It’s the blood that makes that me regain my senses, including my voice, and I cry out, “Stop! Stop!” when the backpacker is down on the ground. The boy doesn’t listen and continues the beatdown.
“Dexter, stop!” a woman’s voice shouts from across the street. “I said stop!”
He pauses, his eyes clearing for a moment, but then refocuses on the backpacker, who is groaning on the ground.
Another figure comes out of the shadows and I see Tom racing across the street, shouting, “Dex!”
The two of them approach and urge him to stop. The boy slows and the woman, Sierra, I recognize now, eases next to him, tentatively reaching for him. She touches his shoulders and he flinches but doesn’t lash out. Tom grabs the knife off the ground and then drops down to check on the backpacker. He glances up at me. “Starlee, are you okay?”
The boy, Dexter, jerks his head in my direction. His knuckles are raw and bleeding.
I nod, unable to really speak. I’m shaken by the whole scene.
“Can you get back home okay?”
“Y—yes.”
The backpacker groans and I edge by them, careful to keep my distance. Sierra’s voice is strained when she speaks to Dexter, “What the hell were you thinking? Fighting? In the street?”

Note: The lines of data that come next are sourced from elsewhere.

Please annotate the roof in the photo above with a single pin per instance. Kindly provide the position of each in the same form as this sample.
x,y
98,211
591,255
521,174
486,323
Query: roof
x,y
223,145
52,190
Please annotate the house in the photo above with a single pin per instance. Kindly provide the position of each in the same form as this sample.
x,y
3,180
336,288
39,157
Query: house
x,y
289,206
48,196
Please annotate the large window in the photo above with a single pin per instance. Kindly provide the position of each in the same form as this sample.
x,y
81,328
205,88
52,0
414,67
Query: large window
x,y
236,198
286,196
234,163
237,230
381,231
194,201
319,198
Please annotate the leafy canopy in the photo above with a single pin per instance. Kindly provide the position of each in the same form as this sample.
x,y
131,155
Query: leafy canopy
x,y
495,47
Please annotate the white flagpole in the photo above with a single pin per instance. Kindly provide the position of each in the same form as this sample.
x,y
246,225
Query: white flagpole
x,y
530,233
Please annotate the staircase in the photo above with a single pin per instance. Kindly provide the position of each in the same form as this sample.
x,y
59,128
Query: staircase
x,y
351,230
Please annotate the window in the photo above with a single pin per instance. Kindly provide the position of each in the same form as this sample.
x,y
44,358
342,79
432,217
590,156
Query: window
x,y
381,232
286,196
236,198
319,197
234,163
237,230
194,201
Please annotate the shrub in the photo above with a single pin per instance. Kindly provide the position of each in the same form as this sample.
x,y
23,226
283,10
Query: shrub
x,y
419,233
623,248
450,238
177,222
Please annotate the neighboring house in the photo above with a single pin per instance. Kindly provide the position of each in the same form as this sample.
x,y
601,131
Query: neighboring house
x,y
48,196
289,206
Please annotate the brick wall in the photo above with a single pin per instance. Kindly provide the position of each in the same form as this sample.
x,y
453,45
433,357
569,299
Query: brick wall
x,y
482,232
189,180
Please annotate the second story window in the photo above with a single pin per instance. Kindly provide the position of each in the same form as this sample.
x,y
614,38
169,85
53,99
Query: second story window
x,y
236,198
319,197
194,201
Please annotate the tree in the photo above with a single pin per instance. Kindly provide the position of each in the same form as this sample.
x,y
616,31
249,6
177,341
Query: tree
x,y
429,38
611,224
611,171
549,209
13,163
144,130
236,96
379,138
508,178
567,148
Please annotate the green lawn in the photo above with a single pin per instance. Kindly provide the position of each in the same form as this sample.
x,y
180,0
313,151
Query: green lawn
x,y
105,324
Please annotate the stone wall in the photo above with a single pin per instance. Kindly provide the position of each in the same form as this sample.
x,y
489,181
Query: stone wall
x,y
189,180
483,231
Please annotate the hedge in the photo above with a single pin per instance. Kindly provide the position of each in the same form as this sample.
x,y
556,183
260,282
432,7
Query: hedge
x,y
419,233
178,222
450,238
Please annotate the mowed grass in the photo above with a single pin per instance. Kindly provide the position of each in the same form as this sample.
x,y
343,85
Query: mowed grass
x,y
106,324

If he responds I don’t hear it, because I’m up in the lawn headed back to Leelee’s house. The image of Dexter beating up the man haunts my every step. The sheer violence of it all. So much anger. But there’s one thing that nags at me as I climb the steps on the front porch, hands still shaking at my sides: that he did it for me.
7
It doesn’t take my grandmother long to figure out why I’m refusing to come out of my room. I stay in the shower until the water runs cold and when she calls for me I tell her I’m sick, locking my door and hunkering down in my bed.
It takes everything in me not to call my mother. Everything. She was right. I shouldn’t go out alone. I should stay inside where it’s safe. Only venture out with others. Or honestly, maybe not at all.
But I don’t call her, even though my fingers hover over the keypad of the antique princess style phone next to the bed. Because if I do, she’ll come back and get me and as terrifying as the morning is, the thought of going back home doesn’t sit well.
I like it here. Or I sort of do. The fresh air and the endless sky. It’s so different and oddly liberating. I just need to take precautions and early morning walks by myself are off the table. Backpackers and boys from the Wayward Sun are definitely off-limits.
“Starlee, I need to go down to the office, you going to be okay?”
“Yes,” I reply, pillow up to my chin.
“Come down if you feel up to it. Or call me if you need me.”
“I will.”
I won’t. I won’t move an inch if I don’t have to.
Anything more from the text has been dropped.